Last time we met Sergeant James Hayes, his prosaic country life was complicated somewhat when he happened upon seven naked souls clawing their way out of their graves. Oh, and one of them was his late wife Kate. Series one of ABC's Glitch propelled us into the sergeant's knotty moral universe, as he attempted to juggle his two wives (one recent, one deceased), whilst battling to figure out why the seven had returned and what the dickens he should do with them all.
In the wake of its multi-award-winning first series, Glitch is back next month as a Netflix/ABC co-production. Smith Journal caught up with series director Emma Freeman on how she went about making a zombie series in the bush.
Despite the subject matter and premise, Glitch feels more like a grounded drama than your average zombie affair. How did you achieve that?
When I first read the scripts I thought: this could be a really heightened thriller or I could take a naturalistic approach. I wanted to push the genre elements aside and really earth the performances as much as I could, whilst still playing with those thriller elements. I wanted to believe every moment so I’d put myself in each situation. What if my grandma turned up? How would I feel? It was that very human emotion and connection that interested me.
Then it was a matter of creating the right space for those performances. For me as a director, my aim is to separate the machine and the business of filmmaking from the actors’ environment. I’m there to serve them and to get the best performance from them. We made sure the shot choice supports what the actors were doing, so they never felt like they were being forced into doing something and not connecting to the material. That’s when the work really sings, when you can create that space.
It sounds like you're a far cry from the stereotypical director then...
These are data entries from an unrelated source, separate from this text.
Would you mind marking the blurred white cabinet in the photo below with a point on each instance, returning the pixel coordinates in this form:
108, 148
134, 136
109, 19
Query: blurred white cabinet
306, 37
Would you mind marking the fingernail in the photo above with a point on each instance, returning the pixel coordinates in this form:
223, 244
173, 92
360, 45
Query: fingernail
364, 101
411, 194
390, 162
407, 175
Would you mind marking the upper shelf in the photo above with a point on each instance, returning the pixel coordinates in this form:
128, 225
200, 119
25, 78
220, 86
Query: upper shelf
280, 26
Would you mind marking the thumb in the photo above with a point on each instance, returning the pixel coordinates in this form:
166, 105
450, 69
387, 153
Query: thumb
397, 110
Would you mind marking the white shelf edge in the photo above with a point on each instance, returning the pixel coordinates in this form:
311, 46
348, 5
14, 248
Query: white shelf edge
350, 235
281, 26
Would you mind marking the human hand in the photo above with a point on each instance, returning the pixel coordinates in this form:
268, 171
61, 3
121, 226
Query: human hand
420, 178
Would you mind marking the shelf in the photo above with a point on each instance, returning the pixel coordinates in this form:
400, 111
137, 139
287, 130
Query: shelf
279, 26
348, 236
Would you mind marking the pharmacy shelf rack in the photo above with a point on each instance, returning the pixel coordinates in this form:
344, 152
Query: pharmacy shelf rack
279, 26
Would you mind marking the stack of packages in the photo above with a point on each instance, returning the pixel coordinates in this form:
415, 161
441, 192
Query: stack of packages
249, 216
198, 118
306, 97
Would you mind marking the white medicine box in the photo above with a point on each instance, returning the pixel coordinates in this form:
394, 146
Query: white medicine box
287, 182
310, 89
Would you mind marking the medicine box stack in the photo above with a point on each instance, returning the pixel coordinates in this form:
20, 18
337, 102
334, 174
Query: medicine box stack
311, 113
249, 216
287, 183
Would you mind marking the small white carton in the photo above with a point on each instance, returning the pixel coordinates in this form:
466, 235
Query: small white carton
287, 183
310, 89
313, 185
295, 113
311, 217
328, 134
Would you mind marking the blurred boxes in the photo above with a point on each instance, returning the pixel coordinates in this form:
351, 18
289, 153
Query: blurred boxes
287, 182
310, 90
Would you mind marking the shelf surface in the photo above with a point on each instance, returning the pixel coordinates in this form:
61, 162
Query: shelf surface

You grow up with the idea that the director is someone who shouts. I have totally the opposite approach. I want to be available and present and be creatively free. And I want an environment for the cast to be free to create as well. I think when people are putting themselves on the line to perform for you – I mean it’s such a privilege for me to have this front row experience – then the least I can do is be generous of spirit as well.
Talk us through your creative preparation for this series; what does your production office look like?
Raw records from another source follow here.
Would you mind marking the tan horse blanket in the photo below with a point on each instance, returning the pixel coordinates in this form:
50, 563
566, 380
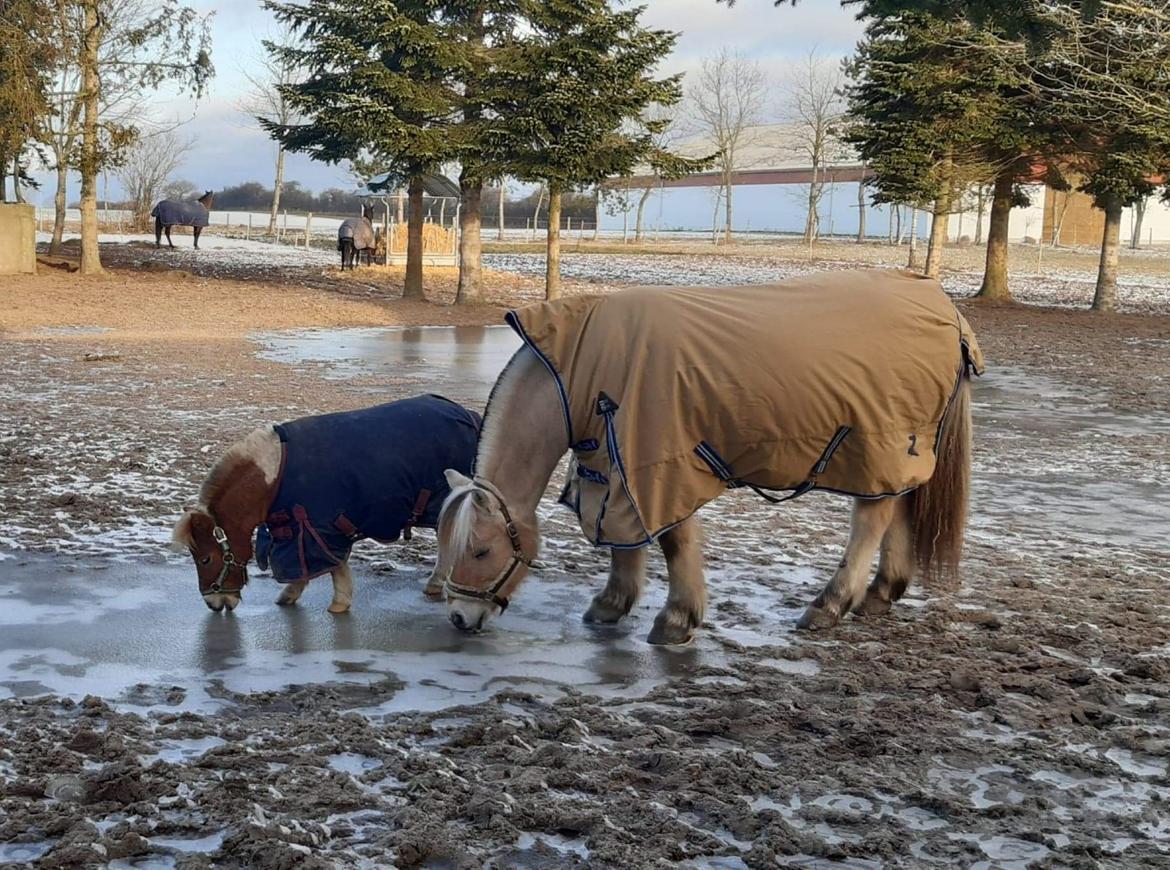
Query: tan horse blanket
670, 395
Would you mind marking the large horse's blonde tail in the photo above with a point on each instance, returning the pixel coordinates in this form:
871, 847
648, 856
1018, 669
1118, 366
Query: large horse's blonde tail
940, 504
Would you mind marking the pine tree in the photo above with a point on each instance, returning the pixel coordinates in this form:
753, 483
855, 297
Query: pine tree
568, 99
938, 104
382, 84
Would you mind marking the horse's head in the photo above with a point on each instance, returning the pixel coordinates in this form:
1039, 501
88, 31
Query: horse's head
221, 557
489, 551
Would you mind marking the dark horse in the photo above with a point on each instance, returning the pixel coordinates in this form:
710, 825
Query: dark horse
170, 213
355, 235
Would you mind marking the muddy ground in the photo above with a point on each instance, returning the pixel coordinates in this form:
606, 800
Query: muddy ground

I spent a lot of time in pre-production exploring the main ideas of the visual style. If you see my office at ABC, I collect imagery, it’s the best way of communicating the lighting, the framing, the feel. That could be filmic references but equally it could be illustrations, photographs. I send everyone hundreds of images of the look I’m after for the show.
We developed that even further in series two, we pushed the darkness, the heat, ramping it all up a level. There’s also more tension in the camera – there are very few shots that aren’t moving.
The Australian bush features as an important character in the series. Could you tell us about your creative decisions around the setting?
When I initially started talking to the producers, we thought it could be wintery pine trees, more of a North American/European gothic feel. But then I became really interested in the role of the Australian bush in this story. How it could be beautiful, harsh, hot, suppressive land, full of insects and overwhelming. The role of the landscape shifts throughout the series; it can be equally comforting and menacing and isolating.
The thing I also love in the series is heat. I got great inspiration from Peter Weir’s Picnic at Hanging Rock, even the role of animals, how nature responds to events. We built that into the soundscape too. In Craig Carter’s sound design you can hear the animals, birds, insects, the environment shifting.
You’ve been directing TV, including Offspring, Puberty Blues and Love My Way, for over 15 years now. How have you changed over that time?
I’ve directed nearly 100 hours of drama now, so my confidence has grown. I understand what I like, what I don’t like. I’ve become so in-tune with the process of filmmaking and my passion and love for it continues to grow as well.
I can approach my work with more vulnerability now, being open to learning and open to failing. That means I’m working from a place that feels a lot more fulfilling I guess.
What has directing taught you about life?
It goes to that idea of being present. Truthful. Available. Grounded. And being curious. For me, engaging in the world is a big part of being a director, of observing people, talking to people.
I feel like work and life are one thing. Being a director and living in the world is the one thing; I don’t really think I have a job, I am who I am, all the time.
Series two of Glitch starts on Netflix and ABC on Thursday September 14th and on Thursday November 28th internationally on Netflix. If you missed series one, the good folks at ABC iview are making it available from tonight, Thursday August 31st, so there’s time to catch up.